- Location: Le Flore County, Oklahoma, U.S.
- Nearest city: Talihina, Oklahoma
- Coordinates: 34°44′52″N 94°47′11″W﻿ / ﻿34.7478798°N 94.7863413°W
- Area: 26,445 acres (10,702 ha)
- Established: October 18, 1988
- Governing body: United States Forest Service
- Website: http://www.fs.usda.gov/r08/ouachita

= Winding Stair Mountain National Recreation Area =

Protected area in Oklahoma, United States

Winding Stair Mountain National Recreation Area is a United States national recreation area in the Ouachita National Forest. State Highway 1, known as the Talimena Scenic Byway in this area, bisects the recreation area.
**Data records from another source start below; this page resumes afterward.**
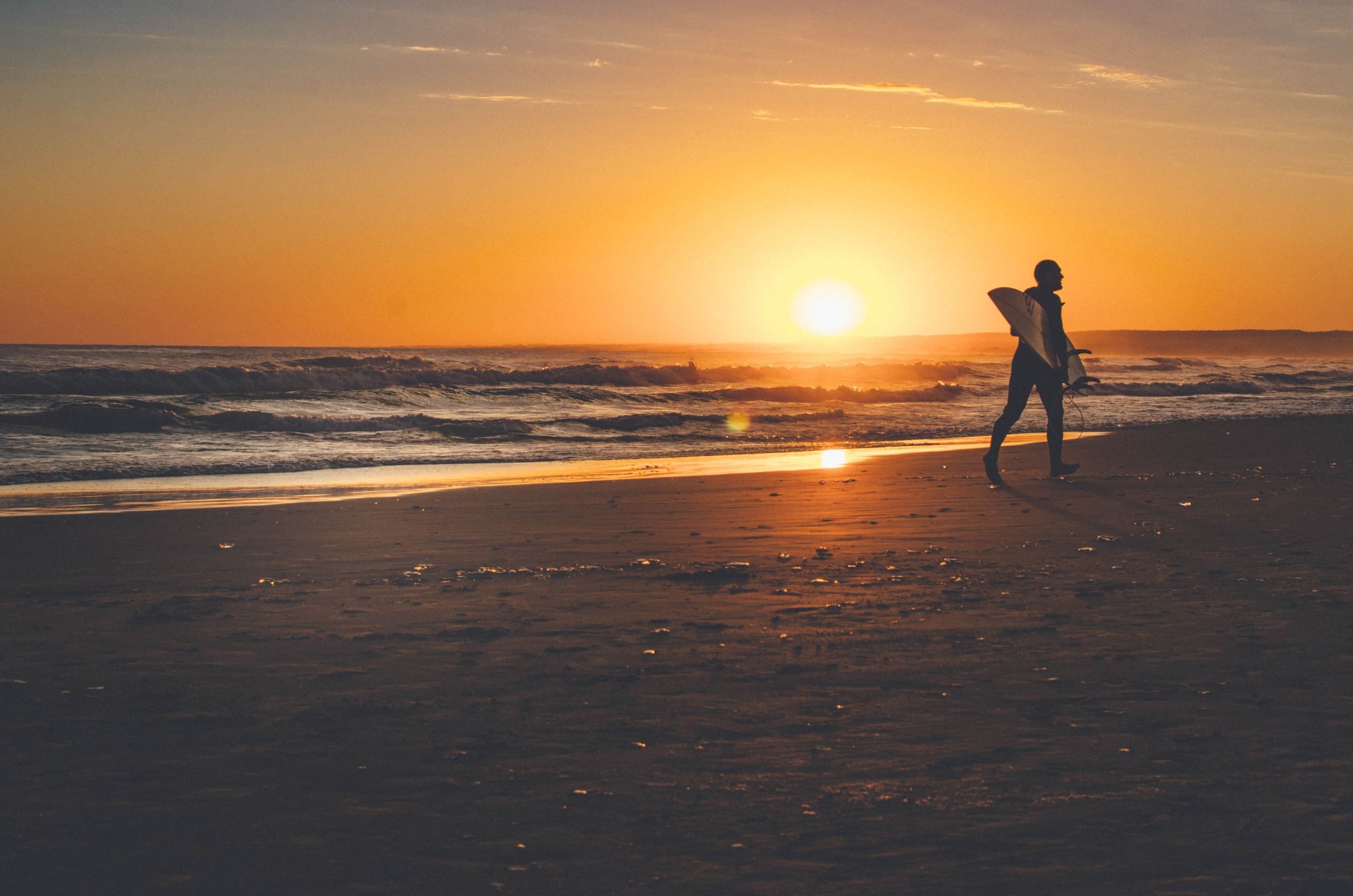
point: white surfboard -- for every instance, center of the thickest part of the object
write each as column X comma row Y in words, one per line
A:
column 1029, row 322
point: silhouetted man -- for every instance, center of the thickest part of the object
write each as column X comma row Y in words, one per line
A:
column 1029, row 371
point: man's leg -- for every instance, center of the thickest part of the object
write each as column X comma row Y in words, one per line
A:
column 1050, row 393
column 1016, row 400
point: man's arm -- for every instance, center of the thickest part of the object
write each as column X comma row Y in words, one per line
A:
column 1054, row 319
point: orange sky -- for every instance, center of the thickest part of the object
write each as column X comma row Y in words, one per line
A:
column 563, row 172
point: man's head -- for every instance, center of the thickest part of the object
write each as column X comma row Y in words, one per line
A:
column 1049, row 274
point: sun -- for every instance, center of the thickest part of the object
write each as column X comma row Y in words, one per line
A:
column 829, row 308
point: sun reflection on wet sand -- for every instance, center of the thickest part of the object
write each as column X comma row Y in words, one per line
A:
column 111, row 496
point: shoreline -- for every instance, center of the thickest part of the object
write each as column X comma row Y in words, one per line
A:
column 870, row 680
column 347, row 484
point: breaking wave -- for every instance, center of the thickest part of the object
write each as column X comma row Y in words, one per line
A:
column 339, row 374
column 147, row 417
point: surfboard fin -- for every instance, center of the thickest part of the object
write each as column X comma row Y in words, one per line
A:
column 1086, row 384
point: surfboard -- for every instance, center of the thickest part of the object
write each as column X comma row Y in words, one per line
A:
column 1027, row 321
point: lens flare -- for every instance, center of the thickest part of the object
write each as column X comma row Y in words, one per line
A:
column 829, row 308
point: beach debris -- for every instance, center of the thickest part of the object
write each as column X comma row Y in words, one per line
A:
column 724, row 574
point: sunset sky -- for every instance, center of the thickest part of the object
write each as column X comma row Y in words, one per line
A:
column 488, row 172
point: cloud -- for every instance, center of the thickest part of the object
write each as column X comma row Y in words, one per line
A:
column 1318, row 175
column 1122, row 76
column 877, row 87
column 491, row 98
column 412, row 49
column 976, row 103
column 919, row 90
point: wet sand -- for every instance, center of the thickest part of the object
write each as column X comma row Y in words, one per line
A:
column 1134, row 681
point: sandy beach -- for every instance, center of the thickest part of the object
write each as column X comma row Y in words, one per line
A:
column 886, row 677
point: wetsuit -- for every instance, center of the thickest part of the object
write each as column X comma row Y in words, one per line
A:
column 1029, row 371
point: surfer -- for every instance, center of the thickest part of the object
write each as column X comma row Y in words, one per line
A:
column 1029, row 371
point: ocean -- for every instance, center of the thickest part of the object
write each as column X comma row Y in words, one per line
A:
column 95, row 413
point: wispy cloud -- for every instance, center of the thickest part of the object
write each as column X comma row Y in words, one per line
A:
column 493, row 98
column 976, row 103
column 1124, row 76
column 876, row 87
column 1319, row 175
column 930, row 94
column 415, row 48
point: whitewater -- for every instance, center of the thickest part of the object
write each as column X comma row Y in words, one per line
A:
column 84, row 413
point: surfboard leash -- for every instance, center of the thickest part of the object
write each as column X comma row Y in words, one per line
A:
column 1070, row 397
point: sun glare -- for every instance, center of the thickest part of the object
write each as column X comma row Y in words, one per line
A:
column 829, row 308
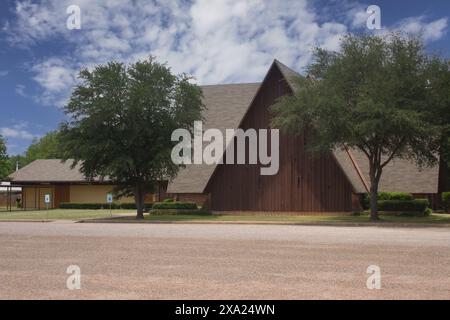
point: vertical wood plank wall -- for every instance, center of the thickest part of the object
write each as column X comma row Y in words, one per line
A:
column 303, row 184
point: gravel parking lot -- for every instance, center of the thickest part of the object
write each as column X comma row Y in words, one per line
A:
column 189, row 261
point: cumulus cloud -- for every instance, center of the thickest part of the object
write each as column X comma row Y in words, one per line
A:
column 18, row 131
column 20, row 90
column 217, row 41
column 430, row 31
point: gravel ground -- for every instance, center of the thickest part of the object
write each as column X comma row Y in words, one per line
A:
column 189, row 261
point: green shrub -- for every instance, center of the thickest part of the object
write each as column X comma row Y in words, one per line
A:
column 446, row 200
column 395, row 196
column 175, row 205
column 197, row 212
column 365, row 201
column 418, row 205
column 97, row 206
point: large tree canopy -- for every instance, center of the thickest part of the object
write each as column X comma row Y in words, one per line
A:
column 373, row 95
column 122, row 118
U. S. Highway 271 loops up through the summit. (Note: The elevation of the highway summit is 1289 feet above sea level.) Winding Stair Mountain National Recreation Area and the nearby Upper Kiamichi River and Black Fork Mountain Wilderness areas were created by an act of Congress on October 18, 1988.

The recreational area consists of 26445 acre, comprising the Winding Stair Mountains, several campgrounds, an 85 acre lake and many hiking trails. It lies mostly within LeFlore County, Oklahoma. A 45 mi section of the Ouachita National Recreation Trail passes through the recreation area providing for diverse hiking opportunities. Other activities include camping, fishing, hunting, and hang-gliding.